“Now, while our jobs recovery is one of the strongest ever — with nearly 6 million jobs added this year, the fewest Americans filing for unemployment in more than 50 years, and overall unemployment at 4.2 percent — we know that millions of student loan borrowers are still coping with the impacts of the pandemic and need some more time before resuming payments,” Biden said in a statement.
“This is an issue Vice President Harris has been closely focused on, and one we both care deeply about. Given these considerations, today my Administration is extending the pause on federal student loan repayments for an additional 90 days — through May 1, 2022 — as we manage the ongoing pandemic and further strengthen our economic recovery.”
Many activists had pushed for the administration to take the step, but the White House initially resisted extending the moratorium.
In August, the Education Department had issued the fourth suspension of federal student loan payments during the coronavirus pandemic. That moratorium had been set to expire on Jan. 31. At the time it was issued, administration officials had said it would be the final such extension offered to borrowers.
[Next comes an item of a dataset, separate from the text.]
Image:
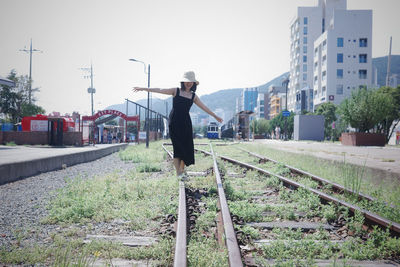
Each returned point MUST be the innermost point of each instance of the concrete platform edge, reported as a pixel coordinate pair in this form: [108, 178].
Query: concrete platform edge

Republicans have slammed the administration for granting borrowers such a lengthy grace period. Rep. Virginia Foxx (N.C.), the top Republican on the House Education and Labor Committee, called the August extension “a grave disservice to borrowers across the country” and a “dereliction of duty.” Foxx argued at the time that the administration should have worked with Congress to get repayments started by Oct. 1.
On Wednesday, Foxx reiterated that view. She accused Biden of providing “backdoor loan forgiveness through administrative fiat,” and said the president “is using the permanent pandemic narrative to bankrupt our country and bow to the progressive base at the expense of borrowers and taxpayers.”
But congressional Democrats applauded the White House decision.
“We’re pleased the Biden administration has heeded our call to extend the pause on student loan payments,” Sen. Elizabeth Warren (D-Mass.), Senate Majority Leader Charles E. Schumer (D-N.Y.) and Rep. Ayanna Pressley (D-Mass.) said in a joint statement. The three said that the payment pause “has improved borrowers’ economic security, allowing them to invest in their families, save for emergencies, and pay down other debt. Extending the pause will help millions of Americans make ends meet, especially as we overcome the Omicron variant.”
These lawmakers and others have also pushed Biden for broader executive action to cancel student debt, urging him to forgive up to $50,000 per borrower. Biden has not taken such a sweeping step but has indicated he is open to legislative proposals on debt relief.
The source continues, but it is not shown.